In the distance may be seen the village of Jharkot. The large red building at the end of the ridge on which Jharkot is perched is a new college for lamas, built with Japanese assistance. The large ruined building is said to be the old monastery, but looks more like a fort. The river below is the Jhong Khola. In the cliffs on its opposite bank may be seen the first of many ancient man-made caves.

After 10 minutes pass through a beautiful wooded area criss-crossed by streams. The Jharkot Guest House is beyond a shallow lake. There are 3 other hotels in Jharkot:

  • New Plaza
  • Sonam
  • Himali

As you leave Jharkot pass through fields. In October you will see the people gathering in the crops. The village of Khinga (55 minutes) has two hotels: the Yak Hotel and the Khinga Hotel.

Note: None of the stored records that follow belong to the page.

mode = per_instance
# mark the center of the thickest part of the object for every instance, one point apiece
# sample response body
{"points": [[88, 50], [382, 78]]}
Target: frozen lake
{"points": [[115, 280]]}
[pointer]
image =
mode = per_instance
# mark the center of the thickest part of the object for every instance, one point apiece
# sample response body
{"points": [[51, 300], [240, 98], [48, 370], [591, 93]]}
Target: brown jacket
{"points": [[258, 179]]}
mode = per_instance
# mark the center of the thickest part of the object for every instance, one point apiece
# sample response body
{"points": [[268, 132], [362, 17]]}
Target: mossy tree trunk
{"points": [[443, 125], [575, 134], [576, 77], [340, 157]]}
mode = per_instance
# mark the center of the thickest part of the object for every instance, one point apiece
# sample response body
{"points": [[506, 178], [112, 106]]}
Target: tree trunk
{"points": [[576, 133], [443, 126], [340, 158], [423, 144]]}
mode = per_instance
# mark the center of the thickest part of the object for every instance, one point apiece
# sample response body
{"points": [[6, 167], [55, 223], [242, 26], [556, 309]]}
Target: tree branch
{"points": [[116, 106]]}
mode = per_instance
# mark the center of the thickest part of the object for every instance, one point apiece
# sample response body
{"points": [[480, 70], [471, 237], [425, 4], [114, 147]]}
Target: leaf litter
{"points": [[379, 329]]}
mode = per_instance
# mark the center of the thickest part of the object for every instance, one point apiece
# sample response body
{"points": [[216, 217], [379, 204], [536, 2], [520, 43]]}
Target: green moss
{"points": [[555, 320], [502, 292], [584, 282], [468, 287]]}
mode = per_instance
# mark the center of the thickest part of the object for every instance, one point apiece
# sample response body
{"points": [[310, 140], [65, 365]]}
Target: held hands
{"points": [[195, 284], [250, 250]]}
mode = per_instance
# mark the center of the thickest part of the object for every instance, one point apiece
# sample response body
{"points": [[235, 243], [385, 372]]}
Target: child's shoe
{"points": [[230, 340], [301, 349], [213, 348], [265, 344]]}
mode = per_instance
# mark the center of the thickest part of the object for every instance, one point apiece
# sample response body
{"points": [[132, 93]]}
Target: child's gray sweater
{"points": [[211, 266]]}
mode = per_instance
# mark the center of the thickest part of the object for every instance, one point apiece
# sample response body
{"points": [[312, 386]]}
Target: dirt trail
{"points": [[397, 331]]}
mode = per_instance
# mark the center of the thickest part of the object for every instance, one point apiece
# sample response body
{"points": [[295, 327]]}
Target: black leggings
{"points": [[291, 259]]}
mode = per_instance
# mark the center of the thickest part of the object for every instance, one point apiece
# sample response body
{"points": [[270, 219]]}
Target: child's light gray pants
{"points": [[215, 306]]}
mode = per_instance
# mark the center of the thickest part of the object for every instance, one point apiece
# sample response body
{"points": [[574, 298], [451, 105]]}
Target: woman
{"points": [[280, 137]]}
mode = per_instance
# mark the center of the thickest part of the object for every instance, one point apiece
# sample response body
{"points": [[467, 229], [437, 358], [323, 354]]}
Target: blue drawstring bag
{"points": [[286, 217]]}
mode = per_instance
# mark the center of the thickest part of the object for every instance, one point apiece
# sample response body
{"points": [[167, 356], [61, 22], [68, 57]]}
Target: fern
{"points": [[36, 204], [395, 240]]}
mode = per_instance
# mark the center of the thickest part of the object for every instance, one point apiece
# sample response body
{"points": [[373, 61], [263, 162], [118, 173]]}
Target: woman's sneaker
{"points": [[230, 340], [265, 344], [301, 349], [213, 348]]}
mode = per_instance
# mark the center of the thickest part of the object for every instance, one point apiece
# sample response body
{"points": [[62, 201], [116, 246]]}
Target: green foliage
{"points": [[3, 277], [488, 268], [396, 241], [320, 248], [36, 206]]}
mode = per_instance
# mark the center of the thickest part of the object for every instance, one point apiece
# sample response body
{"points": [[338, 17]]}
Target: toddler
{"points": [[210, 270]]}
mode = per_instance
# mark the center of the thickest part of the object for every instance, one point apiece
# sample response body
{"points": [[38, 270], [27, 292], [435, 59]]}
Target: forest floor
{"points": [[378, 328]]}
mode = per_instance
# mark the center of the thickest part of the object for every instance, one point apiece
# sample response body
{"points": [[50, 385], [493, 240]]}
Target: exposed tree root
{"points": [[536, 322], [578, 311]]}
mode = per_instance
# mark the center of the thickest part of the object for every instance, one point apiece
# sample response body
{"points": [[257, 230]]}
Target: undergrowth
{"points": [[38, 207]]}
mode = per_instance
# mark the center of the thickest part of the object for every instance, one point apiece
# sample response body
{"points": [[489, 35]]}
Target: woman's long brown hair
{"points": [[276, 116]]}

Past the village the path drops steeply across the arid slope for one kilometre and then rises slightly. Below in the gorge, is the abandoned village of Myabruk. Above the village is an ancient cave settlement thought to be about 2,700 years old. The caves are connected by internal staircases, some habitations are up to 9 stories high. Although sometimes used nowadays by lamas for religious retreats, the caves were originally the homes of the ancient Mustang ancestors. Excavations show that they were a highly developed culture. The excavations in this region of Lower Mustang are being carried out by the 'Nepal-German Project on High Mountain Archaeology' This is headed by Dr Dieter Schub of the Caulfeld Meiszahl Institute.

Pass a ruined building at [28°49.47'N 83°48.58'E] at 3,327 metres. Just after this building the path forks. Take the right hand path (1 hour 45 minutes). The path then drops steeply. At another fork (1 hour 55 minutes) take the left hand fork. Pass bushes on which pilgrims coming up the valley have left red, white and yellow threads as ritual offerings upon first seeing holy Muktinath. Kagbeni and its fields may now be seen below.

Cross an irrigation canal (2 hours 10 minutes) and five minutes later reach Kagbeni ( 2 hours 15 minutes).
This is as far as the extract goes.